Michele Finizio e Giusi Cavallo

Il pm aveva chiesto condanna a 4 mesi di carcere. Il giudice si è limitato a 600 euro di ammenda e al pagamento delle spese processuali. Faremo appello

Ieri, 17 aprile 2025, siamo stati in tribunale per due udienze relative a processi a nostro carico per il reato di diffamazione a mezzo stampa. La prima, quella in cui siamo sia parte offesa per l’aggressione subita mentre facevamo il nostro lavoro di inchiesta sull’eolico selvaggio e contestualmente siamo imputati di diffamazione per aver scritto che siamo stati aggrediti, è stata rinviata al 13 giugno.
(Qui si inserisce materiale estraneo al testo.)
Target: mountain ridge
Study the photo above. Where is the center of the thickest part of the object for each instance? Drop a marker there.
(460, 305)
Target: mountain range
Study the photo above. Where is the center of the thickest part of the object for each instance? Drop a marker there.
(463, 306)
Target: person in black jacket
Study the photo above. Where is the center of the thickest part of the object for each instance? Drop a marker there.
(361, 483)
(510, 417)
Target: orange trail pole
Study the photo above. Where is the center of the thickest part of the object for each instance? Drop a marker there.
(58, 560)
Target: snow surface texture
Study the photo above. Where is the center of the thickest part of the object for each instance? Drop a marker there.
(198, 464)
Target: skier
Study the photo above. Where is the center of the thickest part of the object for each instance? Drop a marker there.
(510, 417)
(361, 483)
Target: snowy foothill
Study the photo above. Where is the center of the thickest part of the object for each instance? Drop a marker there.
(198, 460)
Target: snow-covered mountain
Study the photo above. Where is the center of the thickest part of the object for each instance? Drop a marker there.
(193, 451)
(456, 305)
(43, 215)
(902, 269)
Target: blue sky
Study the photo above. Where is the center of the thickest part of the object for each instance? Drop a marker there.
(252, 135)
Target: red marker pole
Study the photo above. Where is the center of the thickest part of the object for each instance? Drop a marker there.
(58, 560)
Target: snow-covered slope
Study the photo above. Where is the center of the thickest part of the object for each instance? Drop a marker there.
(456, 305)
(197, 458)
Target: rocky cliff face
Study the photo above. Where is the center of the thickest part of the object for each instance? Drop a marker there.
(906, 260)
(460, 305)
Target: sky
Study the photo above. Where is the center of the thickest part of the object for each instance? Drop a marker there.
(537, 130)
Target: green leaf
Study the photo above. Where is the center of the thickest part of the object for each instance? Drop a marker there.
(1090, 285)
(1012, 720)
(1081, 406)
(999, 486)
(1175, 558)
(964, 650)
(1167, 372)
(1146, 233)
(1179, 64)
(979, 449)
Si trattava dell’udienza in cui il giudice avrebbe dovuto fare sentenza.

La seconda, quella di cui vi raccontiamo oggi, riguarda una querela dell’ex Commissario straordinario del Consorzio Industriale di Potenza, il quale si è sentito diffamato da un nostro articolo. Ieri il giudice ha fatto sentenza: siamo stati condannati a 600 euro di ammenda e al pagamento delle spese legali. Il pm aveva chiesto addirittura la condanna a 4 mesi di carcere. Naturalmente faremo appello.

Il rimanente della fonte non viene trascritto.